Bahkan mantan duta besar Polandia Peter Gontha di sejumlah media sosial yang beredar menyatakan, lebih baik timnas kalah atau sering kalah tetapi pakai sepenuhnya pemain lokal, dibanding saat ini mampu bersaing di Asia dengan sejumlah pemain naturalisasi yang berdarah Indonesia.

Padahal sejumlah negara sudah lebih dahulu melakukan naturalisasi. Bahkan saat ini sudah menjadi tren. Tim Australia yang 10 September lalu menjadi lawan Indonesia, ada 12 pemain naturalisasi dengan sembilan pemain sama sekali tak memiliki darah Australia.

Tokoh sepak bola Jawa Timur, Saleh Ismael Mukadar menjadi salah satu yang geram dengan kritik terhadap timnas Indonesia. Menurutnya, para pengkritik tak mengerti dan tak paham tentang sepak bola maupun yang sedang mereka bicarakan.

Melalui laman Facebook miliknya yang juga sudah dikonfirmasi Republika.co.id, Sabtu (14/9/2024), Saleh Ismael Mukadar menulis, regulasi FIFA utk pemain naturalisasi itu berlaku di seluruh dunia dan banyak negara di dunia memanfaatkan regulasi tersebut.

Indonesia, tulisnya, bisa lebih mudah karena banyak pemain keturunan Indonesia yang bermain di Eropa terutama negeri Belanda.
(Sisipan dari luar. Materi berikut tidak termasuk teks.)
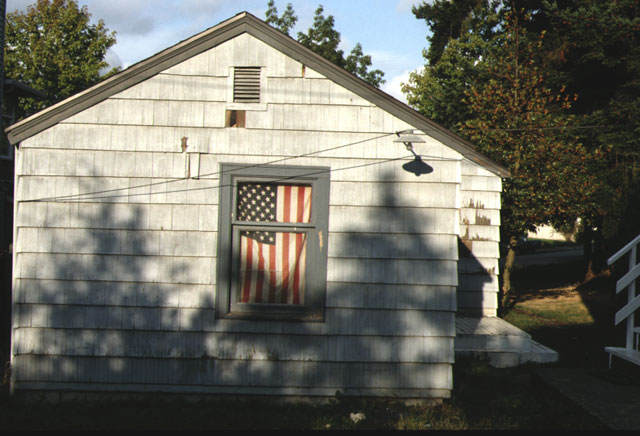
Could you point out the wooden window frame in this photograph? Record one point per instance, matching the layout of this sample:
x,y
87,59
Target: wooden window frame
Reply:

"Program naturalisasi ini adalah program instan, tapi Federasi (PSSI) melakukannya untuk semua kelompok umur. Sehingga bila pemain pada timnas sudah waktunya diganti karena usia dan lain-lain, pelapisnya telah tersedia dari pembinaan kelompok umur yang juga bagus," imbuhnya.
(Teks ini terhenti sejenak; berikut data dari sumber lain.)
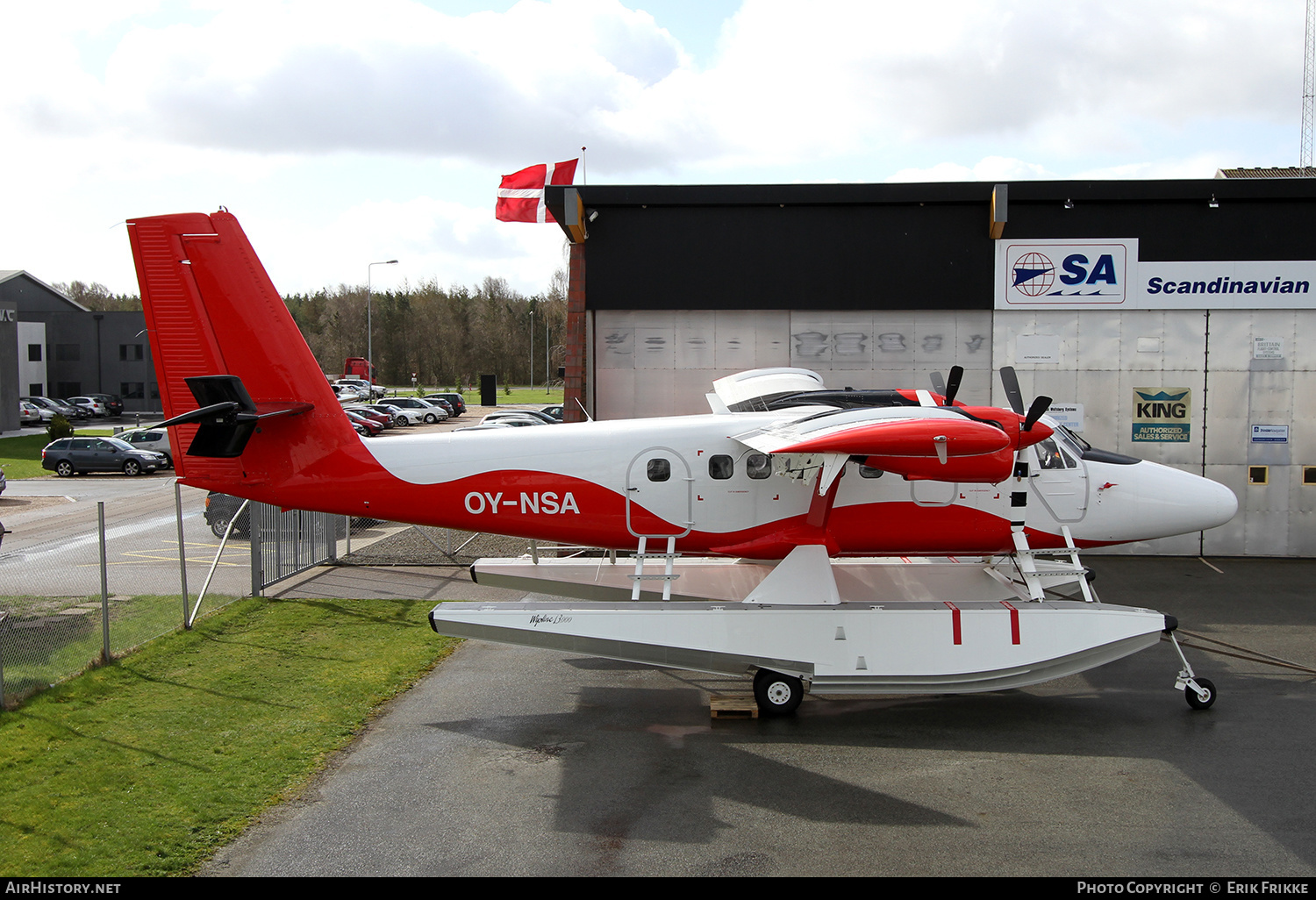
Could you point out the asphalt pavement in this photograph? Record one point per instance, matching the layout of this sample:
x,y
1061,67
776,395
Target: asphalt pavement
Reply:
x,y
511,761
"Apalagi nanti diikuti dengan perbaikan kompetisi pada semua level, maka apa yang dilakukan Federasi saat ini wajib didukung," tegasnya.

"Politisi atau pengamat yang tidak paham bola lebih baik diam dari pada ngomong besar tapi salah karena tidak paham apa yang dia bicarakan," tulis Saleh. 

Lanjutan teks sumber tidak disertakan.